Genomic region was defined as ±200 kb surrounding the index SNP (rs6835514, purple). Circles and squares indicate genotyped and imputed SNPs, respectively. Figure was generated with LocusZoom version 1.1 (http://csg.sph.umich.edu/locuszoom/) using Hg18/HapMap Phase II CEU as genome build/LD population.
Figure 2Selected functional annotations of 4p14 locus SNPs.
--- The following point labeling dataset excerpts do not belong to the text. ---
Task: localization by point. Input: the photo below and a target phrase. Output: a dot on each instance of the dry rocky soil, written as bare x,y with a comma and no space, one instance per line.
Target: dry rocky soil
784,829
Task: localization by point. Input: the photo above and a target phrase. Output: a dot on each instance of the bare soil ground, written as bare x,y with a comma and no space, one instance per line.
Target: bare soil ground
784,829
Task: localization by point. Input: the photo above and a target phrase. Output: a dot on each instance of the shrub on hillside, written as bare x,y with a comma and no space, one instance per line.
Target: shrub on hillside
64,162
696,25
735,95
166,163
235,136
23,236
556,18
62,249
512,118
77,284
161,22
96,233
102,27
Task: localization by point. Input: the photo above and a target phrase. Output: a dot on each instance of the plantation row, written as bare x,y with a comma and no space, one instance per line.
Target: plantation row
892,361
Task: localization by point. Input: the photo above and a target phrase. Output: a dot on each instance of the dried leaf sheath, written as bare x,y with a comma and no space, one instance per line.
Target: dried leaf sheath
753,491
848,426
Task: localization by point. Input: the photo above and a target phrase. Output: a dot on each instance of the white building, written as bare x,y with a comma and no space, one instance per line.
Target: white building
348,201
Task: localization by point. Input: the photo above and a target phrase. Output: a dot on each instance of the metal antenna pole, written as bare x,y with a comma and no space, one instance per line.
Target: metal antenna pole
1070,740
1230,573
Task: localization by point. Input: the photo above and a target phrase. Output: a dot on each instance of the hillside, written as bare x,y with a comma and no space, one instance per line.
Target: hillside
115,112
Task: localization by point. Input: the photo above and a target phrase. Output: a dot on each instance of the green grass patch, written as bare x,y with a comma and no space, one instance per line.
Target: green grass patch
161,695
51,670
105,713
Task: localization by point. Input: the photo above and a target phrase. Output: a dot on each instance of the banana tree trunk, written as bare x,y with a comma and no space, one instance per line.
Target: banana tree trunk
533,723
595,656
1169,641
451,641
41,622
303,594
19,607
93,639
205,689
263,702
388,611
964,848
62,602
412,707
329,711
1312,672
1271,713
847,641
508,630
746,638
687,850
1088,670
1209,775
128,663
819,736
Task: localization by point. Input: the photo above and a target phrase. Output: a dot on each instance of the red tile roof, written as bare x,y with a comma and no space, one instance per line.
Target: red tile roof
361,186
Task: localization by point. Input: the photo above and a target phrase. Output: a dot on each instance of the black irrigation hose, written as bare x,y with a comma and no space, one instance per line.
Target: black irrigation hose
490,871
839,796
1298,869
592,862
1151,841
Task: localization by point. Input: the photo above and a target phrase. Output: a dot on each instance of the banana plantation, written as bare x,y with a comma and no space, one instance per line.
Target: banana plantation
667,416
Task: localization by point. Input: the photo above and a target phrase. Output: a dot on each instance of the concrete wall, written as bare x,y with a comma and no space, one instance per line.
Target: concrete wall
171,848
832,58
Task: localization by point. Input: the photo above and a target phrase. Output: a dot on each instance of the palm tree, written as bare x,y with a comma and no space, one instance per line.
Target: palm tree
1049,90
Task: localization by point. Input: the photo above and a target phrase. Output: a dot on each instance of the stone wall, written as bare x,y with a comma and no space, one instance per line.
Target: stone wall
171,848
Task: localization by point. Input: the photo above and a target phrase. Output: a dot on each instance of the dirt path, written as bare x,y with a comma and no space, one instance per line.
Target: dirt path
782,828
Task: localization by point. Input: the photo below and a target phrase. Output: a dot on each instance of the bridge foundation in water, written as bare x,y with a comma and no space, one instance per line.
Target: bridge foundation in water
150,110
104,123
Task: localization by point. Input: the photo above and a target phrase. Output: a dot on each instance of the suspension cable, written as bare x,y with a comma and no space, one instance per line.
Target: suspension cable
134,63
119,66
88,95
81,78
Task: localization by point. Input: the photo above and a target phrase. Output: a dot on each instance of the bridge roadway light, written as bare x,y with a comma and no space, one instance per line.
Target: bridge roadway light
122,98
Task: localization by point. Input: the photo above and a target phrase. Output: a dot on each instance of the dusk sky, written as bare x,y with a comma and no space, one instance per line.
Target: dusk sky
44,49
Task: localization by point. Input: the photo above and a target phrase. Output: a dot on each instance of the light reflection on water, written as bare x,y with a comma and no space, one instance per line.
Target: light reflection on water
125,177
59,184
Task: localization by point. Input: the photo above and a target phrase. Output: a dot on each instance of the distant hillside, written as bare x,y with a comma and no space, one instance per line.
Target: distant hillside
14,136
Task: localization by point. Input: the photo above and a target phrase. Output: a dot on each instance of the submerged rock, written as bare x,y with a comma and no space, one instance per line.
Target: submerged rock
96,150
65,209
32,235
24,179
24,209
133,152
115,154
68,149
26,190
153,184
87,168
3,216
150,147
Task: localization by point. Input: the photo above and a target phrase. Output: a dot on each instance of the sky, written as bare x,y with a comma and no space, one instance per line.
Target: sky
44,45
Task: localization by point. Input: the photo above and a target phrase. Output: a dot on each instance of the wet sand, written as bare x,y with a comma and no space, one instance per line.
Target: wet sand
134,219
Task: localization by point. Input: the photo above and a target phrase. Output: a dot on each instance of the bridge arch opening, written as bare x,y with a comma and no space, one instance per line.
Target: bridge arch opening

NIH Epigenomics Roadmap and ENCODE data were screened using the UCSC Genome Browser to track transcription levels in GM12878 (ENCODE) and regulatory elements, including DNaseI hypersensitivity cluster (open chromatin structure; gray box indicating the extent of the hypersensitive region with shading proportional to the maximum signal strength observed in any cell line) from 125 cell types (ENCODE), Roadmap Chromatin State Segmentation using a Hidden Markov Model (ChromHMM) from CD19 Primary Cells (Promoter [Red] and Enhancer [Orange]), layered core histone marks H3K4Me3, H3K27Ac, and H3K4Me1 in GM12878 (ENCODE), and transcription factor (TF) binding site (gray box with shading proportional to the maximum signal strength; green highlight indicating the highest scoring site of a canonical motif for the corresponding TF) identified by ChIP-seq (ENCODE) experiments. GTEx data on 168 whole-blood samples were analyzed with box plots and regression statistics for expression quantitative trait loci (eQTL). The genomic location of rs10034903 is shown by the red vertical line.